Index size on Elasticsearch


(Alfredo) #1

Hi all.

We have 2 Graylog node with 2 Elasticsearch nodes for the index/search etc. We would like to keep all the index on elk for at least a month.
How can I calculate that from Graylog prospective? Any clue/tips will be appreciated.

Also can I share an external NFS filesystem between the nodes?

​Cheers​


(Pedro Miguel Pereira Serrano Martins) #2

As far as I know, I don’t see why you wouldn’t be able to save data for more than a month. Have you read something that indicates otherwise?

How can I calculate that from Graylog prospective? Any clue/tips will be appreciated.

Do you mean searching data that is 1 month old? If so, have a look at the search documentation:

http://docs.graylog.org/en/2.4/pages/queries.html

What is your objective with this?
From the architecture reads I understand Garylog uses MongoDB and ElasticSearch to save and query data respectively.
NFS is not mentioned anywhere.


(Alfredo) #3

Hi there.

Yes…of course we are able to save more data but I wonder how to calculate that so we can size the disk for the index properly.

So…yeah you right I need to search index for more than a month. SO I ll read the doc you sent me

I was thinking NFs as our logs are quite big and the rate at the moment is 10Mb worth of data every couple of mins so the nodes get file system full.

Cheers


(Pedro Miguel Pereira Serrano Martins) #4

Yes…of course we are able to save more data but I wonder how to calculate that so we can size the disk for the index properly.

This would be your MongoDB cluster. Here you would store all the DATA you want without affecting anything.
Your system would redirect the data to the MongoDB cluster where it would be saved, not affecting your other nodes.

As for searching fast, your ElasticSearch machines should be strong in memory and your Graylog nodes strong in CPU power. A read of the overall architectural considerations should help you:

http://docs.graylog.org/en/2.4/pages/architecture.html

If you still think NFS is the solution, then I can’t really help you more. You will have to wait for someone else to answer.


(Alfredo) #5

Thanks Pedro.
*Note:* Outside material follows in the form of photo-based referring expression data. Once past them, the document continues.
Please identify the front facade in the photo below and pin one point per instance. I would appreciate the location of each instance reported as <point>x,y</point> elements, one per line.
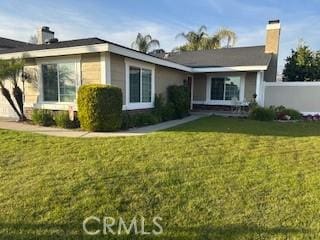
<point>58,69</point>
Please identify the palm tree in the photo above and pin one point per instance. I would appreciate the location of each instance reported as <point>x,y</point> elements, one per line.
<point>145,43</point>
<point>194,39</point>
<point>227,34</point>
<point>200,40</point>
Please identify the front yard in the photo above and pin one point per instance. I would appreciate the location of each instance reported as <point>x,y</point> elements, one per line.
<point>215,178</point>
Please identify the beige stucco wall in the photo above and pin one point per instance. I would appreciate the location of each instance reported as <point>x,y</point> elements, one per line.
<point>90,68</point>
<point>118,73</point>
<point>199,87</point>
<point>250,85</point>
<point>302,98</point>
<point>165,77</point>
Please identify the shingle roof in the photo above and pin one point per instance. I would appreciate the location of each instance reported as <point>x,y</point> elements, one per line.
<point>62,44</point>
<point>224,57</point>
<point>9,43</point>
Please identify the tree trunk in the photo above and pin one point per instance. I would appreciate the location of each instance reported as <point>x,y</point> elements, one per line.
<point>5,92</point>
<point>18,95</point>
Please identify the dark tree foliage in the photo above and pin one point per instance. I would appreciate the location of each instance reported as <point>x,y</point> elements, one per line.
<point>302,65</point>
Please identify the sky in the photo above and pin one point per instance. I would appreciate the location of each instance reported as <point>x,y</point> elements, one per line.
<point>120,20</point>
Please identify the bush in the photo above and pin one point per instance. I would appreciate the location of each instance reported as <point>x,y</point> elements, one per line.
<point>100,107</point>
<point>42,117</point>
<point>262,114</point>
<point>62,120</point>
<point>179,97</point>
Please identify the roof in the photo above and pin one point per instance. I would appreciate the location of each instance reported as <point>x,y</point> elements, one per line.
<point>224,57</point>
<point>61,44</point>
<point>9,43</point>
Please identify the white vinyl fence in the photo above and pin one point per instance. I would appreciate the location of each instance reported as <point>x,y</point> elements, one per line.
<point>302,96</point>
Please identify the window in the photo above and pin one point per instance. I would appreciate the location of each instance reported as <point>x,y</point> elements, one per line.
<point>59,82</point>
<point>140,81</point>
<point>225,88</point>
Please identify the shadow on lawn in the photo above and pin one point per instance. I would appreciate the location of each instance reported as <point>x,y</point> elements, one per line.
<point>216,124</point>
<point>18,231</point>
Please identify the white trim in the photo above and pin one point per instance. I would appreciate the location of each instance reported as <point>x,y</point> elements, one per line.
<point>229,69</point>
<point>273,26</point>
<point>103,68</point>
<point>292,84</point>
<point>55,106</point>
<point>57,60</point>
<point>142,105</point>
<point>144,57</point>
<point>57,51</point>
<point>223,102</point>
<point>108,66</point>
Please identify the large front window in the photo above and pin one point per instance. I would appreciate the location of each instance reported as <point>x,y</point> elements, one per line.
<point>59,82</point>
<point>140,81</point>
<point>225,88</point>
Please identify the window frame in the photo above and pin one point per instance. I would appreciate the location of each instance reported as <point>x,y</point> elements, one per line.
<point>57,60</point>
<point>142,66</point>
<point>209,101</point>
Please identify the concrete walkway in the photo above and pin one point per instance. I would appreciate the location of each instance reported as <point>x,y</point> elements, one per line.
<point>53,131</point>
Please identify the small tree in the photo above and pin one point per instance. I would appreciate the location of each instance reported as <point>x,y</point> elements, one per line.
<point>13,70</point>
<point>302,65</point>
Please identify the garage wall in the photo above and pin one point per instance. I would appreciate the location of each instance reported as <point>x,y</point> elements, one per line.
<point>302,96</point>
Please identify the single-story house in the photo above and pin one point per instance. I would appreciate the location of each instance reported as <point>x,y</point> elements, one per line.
<point>216,77</point>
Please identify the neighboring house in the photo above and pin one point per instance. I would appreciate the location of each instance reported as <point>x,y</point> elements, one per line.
<point>215,77</point>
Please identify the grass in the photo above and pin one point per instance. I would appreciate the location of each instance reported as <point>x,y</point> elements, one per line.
<point>215,178</point>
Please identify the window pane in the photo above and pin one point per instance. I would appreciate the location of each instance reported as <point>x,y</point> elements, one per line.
<point>146,85</point>
<point>217,88</point>
<point>134,85</point>
<point>50,82</point>
<point>67,82</point>
<point>232,86</point>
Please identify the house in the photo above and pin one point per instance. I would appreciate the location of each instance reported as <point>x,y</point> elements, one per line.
<point>215,77</point>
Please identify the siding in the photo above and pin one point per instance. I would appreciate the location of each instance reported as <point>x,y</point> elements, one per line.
<point>118,75</point>
<point>90,68</point>
<point>250,85</point>
<point>165,77</point>
<point>199,87</point>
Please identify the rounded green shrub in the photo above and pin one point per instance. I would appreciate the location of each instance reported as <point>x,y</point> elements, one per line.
<point>180,98</point>
<point>262,114</point>
<point>42,117</point>
<point>62,120</point>
<point>100,107</point>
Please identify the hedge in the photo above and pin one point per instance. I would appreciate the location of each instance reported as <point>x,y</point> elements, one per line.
<point>99,107</point>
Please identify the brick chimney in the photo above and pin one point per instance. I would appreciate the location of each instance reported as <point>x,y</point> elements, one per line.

Appreciated. I have also red this

Also keep in mind that ingested messages are only stored in Elasticsearch. If you have data loss in the Elasticsearch cluster, the messages are gone - except if you have created backups of the indices.
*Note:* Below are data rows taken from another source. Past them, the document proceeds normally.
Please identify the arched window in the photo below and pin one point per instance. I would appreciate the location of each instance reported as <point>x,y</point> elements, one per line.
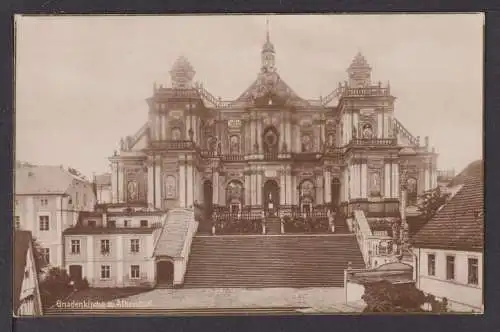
<point>367,131</point>
<point>411,190</point>
<point>234,195</point>
<point>306,143</point>
<point>234,144</point>
<point>176,134</point>
<point>170,187</point>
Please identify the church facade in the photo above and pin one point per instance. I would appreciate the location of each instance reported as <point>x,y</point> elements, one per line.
<point>271,152</point>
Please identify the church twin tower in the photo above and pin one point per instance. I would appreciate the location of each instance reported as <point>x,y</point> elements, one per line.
<point>341,151</point>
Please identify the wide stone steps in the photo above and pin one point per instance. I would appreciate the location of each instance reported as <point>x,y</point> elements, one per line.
<point>271,261</point>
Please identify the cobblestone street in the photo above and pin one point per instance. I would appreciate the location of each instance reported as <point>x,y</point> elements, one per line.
<point>308,299</point>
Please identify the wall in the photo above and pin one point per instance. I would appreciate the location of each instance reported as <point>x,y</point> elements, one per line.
<point>455,291</point>
<point>30,302</point>
<point>119,259</point>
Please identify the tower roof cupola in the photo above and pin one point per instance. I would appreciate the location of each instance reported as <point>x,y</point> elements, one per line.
<point>268,52</point>
<point>182,73</point>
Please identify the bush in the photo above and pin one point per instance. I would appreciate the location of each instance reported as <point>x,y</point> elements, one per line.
<point>383,296</point>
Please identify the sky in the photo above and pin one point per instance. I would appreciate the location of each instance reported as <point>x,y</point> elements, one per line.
<point>82,81</point>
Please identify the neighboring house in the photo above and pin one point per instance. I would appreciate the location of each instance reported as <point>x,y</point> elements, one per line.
<point>26,292</point>
<point>113,247</point>
<point>449,248</point>
<point>47,201</point>
<point>103,188</point>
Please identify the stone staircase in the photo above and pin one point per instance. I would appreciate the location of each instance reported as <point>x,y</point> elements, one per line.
<point>271,261</point>
<point>273,225</point>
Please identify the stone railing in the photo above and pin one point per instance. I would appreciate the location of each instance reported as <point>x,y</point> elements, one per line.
<point>373,141</point>
<point>367,91</point>
<point>400,129</point>
<point>173,145</point>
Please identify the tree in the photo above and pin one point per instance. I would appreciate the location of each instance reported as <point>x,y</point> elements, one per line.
<point>431,201</point>
<point>384,296</point>
<point>40,260</point>
<point>56,285</point>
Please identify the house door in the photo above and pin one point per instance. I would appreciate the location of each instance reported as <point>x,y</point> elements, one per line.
<point>75,272</point>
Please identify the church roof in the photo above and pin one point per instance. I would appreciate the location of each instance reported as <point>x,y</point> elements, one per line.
<point>43,180</point>
<point>459,225</point>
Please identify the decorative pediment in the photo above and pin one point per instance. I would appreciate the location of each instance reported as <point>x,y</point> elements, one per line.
<point>270,90</point>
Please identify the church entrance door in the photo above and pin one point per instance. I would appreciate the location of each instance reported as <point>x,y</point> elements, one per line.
<point>165,272</point>
<point>271,198</point>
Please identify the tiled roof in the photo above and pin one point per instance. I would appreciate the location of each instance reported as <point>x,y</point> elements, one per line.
<point>42,180</point>
<point>22,240</point>
<point>173,235</point>
<point>459,225</point>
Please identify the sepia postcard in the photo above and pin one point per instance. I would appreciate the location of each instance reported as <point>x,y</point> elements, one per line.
<point>248,165</point>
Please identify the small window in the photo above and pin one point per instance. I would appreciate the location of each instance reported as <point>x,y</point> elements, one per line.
<point>431,264</point>
<point>45,255</point>
<point>44,223</point>
<point>105,272</point>
<point>134,245</point>
<point>105,247</point>
<point>75,247</point>
<point>450,267</point>
<point>473,271</point>
<point>135,271</point>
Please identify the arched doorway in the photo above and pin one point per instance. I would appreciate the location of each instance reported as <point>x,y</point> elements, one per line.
<point>164,272</point>
<point>270,142</point>
<point>271,196</point>
<point>335,193</point>
<point>208,193</point>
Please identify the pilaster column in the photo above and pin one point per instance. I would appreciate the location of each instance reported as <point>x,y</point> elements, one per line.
<point>395,181</point>
<point>259,186</point>
<point>282,187</point>
<point>380,124</point>
<point>289,190</point>
<point>248,189</point>
<point>151,183</point>
<point>90,259</point>
<point>114,182</point>
<point>427,177</point>
<point>364,180</point>
<point>121,184</point>
<point>182,182</point>
<point>119,259</point>
<point>319,189</point>
<point>387,180</point>
<point>190,188</point>
<point>158,183</point>
<point>157,129</point>
<point>327,185</point>
<point>355,123</point>
<point>215,188</point>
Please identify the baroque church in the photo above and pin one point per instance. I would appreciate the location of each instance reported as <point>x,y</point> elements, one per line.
<point>270,153</point>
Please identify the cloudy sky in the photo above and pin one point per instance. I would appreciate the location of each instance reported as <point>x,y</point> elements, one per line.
<point>81,82</point>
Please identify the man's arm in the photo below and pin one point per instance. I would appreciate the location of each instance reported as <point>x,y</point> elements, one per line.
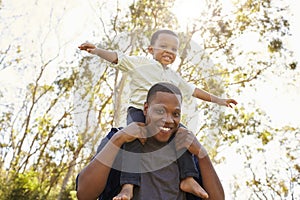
<point>92,179</point>
<point>211,182</point>
<point>205,96</point>
<point>110,56</point>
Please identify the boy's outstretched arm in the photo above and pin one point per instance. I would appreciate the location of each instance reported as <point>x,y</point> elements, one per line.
<point>205,96</point>
<point>110,56</point>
so not problem with Graylog CPU and ELK memory. The only issue is the data for the index as both elk nodes keep filling up and I don’t have a big volume to attach just yet.

That’s why I was thinking of an external NFS to save a worth of a month of data.

Thx


#6

If you’re planning on running a cluster of 2 elasticsearch nodes, you should read up on split brain scenario and either go with a minimum of 3 elasticsearch nodes in a cluster. What is your expect EPS, what types of events, and how much parsing are you planning on doing?
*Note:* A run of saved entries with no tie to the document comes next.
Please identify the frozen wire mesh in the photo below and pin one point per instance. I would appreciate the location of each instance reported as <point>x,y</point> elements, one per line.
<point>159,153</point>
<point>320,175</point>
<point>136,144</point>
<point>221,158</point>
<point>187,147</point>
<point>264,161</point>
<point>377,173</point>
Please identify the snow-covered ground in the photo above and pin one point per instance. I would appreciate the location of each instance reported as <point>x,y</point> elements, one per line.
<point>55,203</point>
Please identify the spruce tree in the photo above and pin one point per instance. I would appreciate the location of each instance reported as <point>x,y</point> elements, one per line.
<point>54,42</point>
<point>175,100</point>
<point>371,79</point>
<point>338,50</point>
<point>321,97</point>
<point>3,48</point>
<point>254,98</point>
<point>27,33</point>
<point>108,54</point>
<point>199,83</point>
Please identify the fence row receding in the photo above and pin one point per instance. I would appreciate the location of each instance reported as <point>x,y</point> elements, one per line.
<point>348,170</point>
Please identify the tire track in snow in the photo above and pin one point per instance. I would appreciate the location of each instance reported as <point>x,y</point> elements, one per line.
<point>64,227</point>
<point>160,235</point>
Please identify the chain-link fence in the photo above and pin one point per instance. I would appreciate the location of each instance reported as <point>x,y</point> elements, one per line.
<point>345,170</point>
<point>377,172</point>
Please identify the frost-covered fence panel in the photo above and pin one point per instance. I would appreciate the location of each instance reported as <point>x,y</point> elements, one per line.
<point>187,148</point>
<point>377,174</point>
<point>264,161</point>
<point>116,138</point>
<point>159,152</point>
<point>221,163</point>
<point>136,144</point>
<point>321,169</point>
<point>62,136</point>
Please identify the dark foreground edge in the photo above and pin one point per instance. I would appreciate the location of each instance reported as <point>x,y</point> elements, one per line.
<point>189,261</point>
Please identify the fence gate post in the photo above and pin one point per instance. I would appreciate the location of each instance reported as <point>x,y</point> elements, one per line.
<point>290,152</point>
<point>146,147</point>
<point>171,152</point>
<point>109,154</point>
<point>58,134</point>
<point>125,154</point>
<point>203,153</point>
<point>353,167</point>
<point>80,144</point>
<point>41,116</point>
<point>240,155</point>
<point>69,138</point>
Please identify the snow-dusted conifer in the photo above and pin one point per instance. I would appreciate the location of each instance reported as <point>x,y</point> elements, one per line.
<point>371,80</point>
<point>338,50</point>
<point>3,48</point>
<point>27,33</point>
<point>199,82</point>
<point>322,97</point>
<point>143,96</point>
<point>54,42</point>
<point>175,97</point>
also, if you’re planning on using NFS as the writable space for elasticsearch, don’t bother. Elasticsearch will not be able to startup because it can’t get the proper locks on the system. Instead use something like iSCSI or fibrechannel. If you wanted to use NFS for elasticsearch snapshots or graylog enterprise archiving, that will work


(Alfredo) #7

thanks.

We ended up with 2 iSCSI disks so it should be ok now. About the amount to log we fixed for now having a worth of 4 weeks logged.

Thanks for your help.


(system) #8

This topic was automatically closed 14 days after the last reply. New replies are no longer allowed.